О побочных мотивах убийства Каннегисером Урицкого мы еще будем говорить, сейчас же выскажем на основании только что процитированного «завещания» предположение, что скорее всего Каннегисер остановил свой выбор на кандидатуре Моисея Соломоновича не столько из личных или партийных соображений, а руководствуясь исключительно требованиями драматургического жанра. Трудно было найти в Петрограде более омерзительного подонка-палача, чем всесильный шеф Петроградской ЧК. И никто другой, кроме Урицкого, не способен был так эффектно оттенить благородство и красоту душевных помыслов террориста… А если прибавить к этому исключительную трудность и опасность замысла, то достигается почти идеальная жанровая чистота. Прекрасный, отважный юноша-поэт и вельможный мерзавец, запугавший своими расправами весь город… Это ли не апофеоз терроризма?

И неземным гулом судьбы наполнялись хотя и красивые, но в общем-то ученические стихи:

Искоренись, лукавый дух безверья! Земля гудит, — о, нестерпимый час, — И вот уже — серебряные перья Архангела, упавшие на нас…

Потом, уже в ходе следствия, прорабатывались побочные версии. И сами чекисты, и родные Леонида пытались подыскать подходящий мотив. Официальная версия, как мы знаем, основывалась на том, что Леонид убил Моисея Соломоновича Урицкого в отместку за расстрел своего друга Владимира Борисовича Перельцвейга. Следователи, Эдуард Морицевич Отто и Александр Юрьевич Рикс, склонны были полагать (и у них были весьма существенные основания для этого), что за спиной Леонида Иоакимовича Каннегисера стоит достаточно мощная и антисоветски настроенная сионистская организация. Мать Леонида — Розалия Эдуардовна Каннегисер заявила на допросе, что Леонид убил Урицкого, так как «последний ушел из еврейства».

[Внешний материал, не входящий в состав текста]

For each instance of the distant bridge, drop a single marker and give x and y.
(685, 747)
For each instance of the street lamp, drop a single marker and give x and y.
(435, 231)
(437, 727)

Об основаниях, на которых строились подобные предположения, разговор впереди, пока же скажем, что ни одна из этих версий не дает ответа на вопрос: почему был убит именно Урицкий. Розалия Эдуардовна, безусловно, ошибалась — Урицкий никуда не уходил от еврейства. Он просто не способен был на это. Весьма сомнительна, хотя Отто и Рикс и настаивали на этом, заинтересованность сионистских организаций в устранении Урицкого. Им Урицкий не мешал. Официальная версия тоже не выдерживает критики в силу именно романтичности ее. Расстрел Перельцвейга мог стать внешним поводом, предлогом, но никак не побудительным мотивом для Каннегисера.